London School of Hygiene & Tropical Medicine
In September 2010, Piot became the director of the London School of Hygiene & Tropical Medicine.
In addition to his work at LSHTM, Piot is a member of the Institute of Medicine of the National Academy of Sciences of the United States and the Royal Academy of Medicine of Belgium, a Fellow of the Royal College of Physicians of London, UK and a Fellow of the Academy of Medical Sciences. In 2011, Amy Gutmann appointed him to serve on the International Research Panel at the Presidential Commission for the Study of Bioethical Issues.
In 2014, in the face of an unprecedented Ebola epidemic in western Africa, Piot and other scientists called for the emergency release of the experimental ZMapp vaccine for use on humans before it had undergone clinical testing on humans. That year, he was appointed by Director General Margaret Chan to the World Health Organization's Advisory Group on the Ebola Virus Disease Response, co-chaired by Sam Zaramba and David L. Heymann. He also chaired an independent panel convened by Harvard Global Health Institute and the London School of Hygiene & Tropical Medicine into the national and international response to the epidemic, which sharply criticised the response of the WHO and put forward ten recommendations for the body's reorganisation. In February 2020, he criticised the delay in declaring the 2019–20 novel coronavirus outbreak focused on Hubei, China, a Public Health Emergency of International Concern, and advocated a five-point scale for outbreaks, rather the current binary (emergency/no emergency) system.
In 2020, Piot was appointed to the European Commission’s advisory panel on COVID-19, co-chaired by Ursula von der Leyen and Stella Kyriakides.
Other activities
Non-profit organizations
- Coalition for Epidemic Preparedness Innovations (CEPI), Member of the Board (since 2018)
- Africa Health Research Institute (AHRI), Chair of the Board of Directors (since 2017)Olive Shisana and Peter Piot appointed to Africa Health Research Institute Board Africa Health Research Institute (AHRI), press release of January 31, 2017.</ref>
- UK Collaborative on Development Research (UKCDR), Chair of the Strategic Coherence of ODA-funded Research (since 2017)
- Africa Research Excellence Fund (AREF), Member of the Advisory Panel (since 2015)
- Novartis Foundation, Member of the Board of Trustees (since 2015)

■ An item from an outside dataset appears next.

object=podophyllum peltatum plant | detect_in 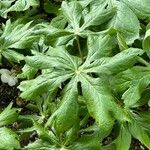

- Antwerp Management School, Member of the International Advisory Board
- Centre Virchow-Villermé, Member of the International Advisory Board
- Global Health Innovative Technology Fund (GHIT), Member of the Board of Directors
- University of Washington, External Member of the Advisory Board at the Department of Global Health
- World Health Summit, Member of the Council
Editorial boards
- The Lancet, Member of the International Advisory Board
- The Lancet Public Health, Member of the Editorial Advisory Board (since 2016)
Recognition
Awards
- Calderone Prize in Public Health (2003)
- Vlerick Award (2004)
- America-Flanders Award (2008)
- Hideyo Noguchi Africa Prize (2013),
- Prince Mahidol Award (2013)
- Prix International de l’INSERM (2015)
- Canada Gairdner Global Health Award (2015)
- Manson Medal (2016)
Honours
Piot was appointed an Officer of the Order of the Leopard of Zaire in 1976 for his work during the Ebola outbreak, and was also appointed an Officer of the Order of the Lion of Senegal. He was ennobled as a Baron by King Albert II of Belgium, in 1995. In 2016, he was made an honorary Knight Commander of the Order of St Michael and St George in the United Kingdom.